People have an idea in their head that motorcycling is inherently dangerous. This idea is there because they read about it on the news; even to an idiot, it's easy to see that in a collision between a car and a motorcyclist, the odds are stacked well in favor of the car. People hear stories in movies, in the papers, from their doctors, from their cousin's golf partner's neighbor. Motorcycling is *dangerous*, and danger is scary. We don't like to think about danger, for all the reasons in the previous paragraphs. We don't like to think that the very *concept* of danger weakens our whole societal crutch of the scapegoat. With danger comes personal responsibility, and we just don't like to think about that. Therefore, a "normal" person, a "safe" person, would never ride a motorcycle.

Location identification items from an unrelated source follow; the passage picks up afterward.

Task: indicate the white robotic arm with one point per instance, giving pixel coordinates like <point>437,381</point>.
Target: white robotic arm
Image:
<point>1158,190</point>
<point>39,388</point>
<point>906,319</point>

It naturally follows that if you *do* ride a motorcycle, you're not "safe." Or "normal." Just as people can't fathom that those tram doors can, in fact, mess you up pretty badly, they can't fathom that someone would *intentionally* do something "dangerous." When I've gotten the "but that's *dangerous*!" reaction about my riding, I honestly couldn't tell you if the person in question would be happier/more satisfied if I told them that I ride because my car was in the shop and I had no other means of transport, or that I ride because I've been proven clinically insane and therefore don't know any better. With the former, they can rationalize the danger away by thinking, "well, at least she wouldn't ride if she didn't have to," and in the latter case, it's easy to distance oneself from the danger, because, well, *I'm* sane, of course, and *she's* nuts, so I certainly can't relate to her. The thought that I ride because I *like* to doesn't fit in with the world view of someone who has full faith that there will be a guard rail at the Grand Canyon if there's a chance someone might get hurt.
The irony of all of this, of course, is that motorcycling would be a lot *less* dangerous if the same people who shudder and call it "dangerous" would learn to accept danger into their own lives. I'd be a lot more confident on the road if I felt that the soccer mom in the minivan next to me believed in her own mortality and drove accordingly. A common response that bikers give to non-rider reaction is some variant of "a life lived in fear is a life half-lived." While I agree with this in theory, it also occurs to me that a lot of people could do with quite a bit *more* healthy fear in their lives. The next time someone responds to my riding with "but that's so *dangerous*!", I'm going to try to remember to respond by saying, "maybe, but at least I accept the danger in my life. What are you doing about the danger in *yours*?"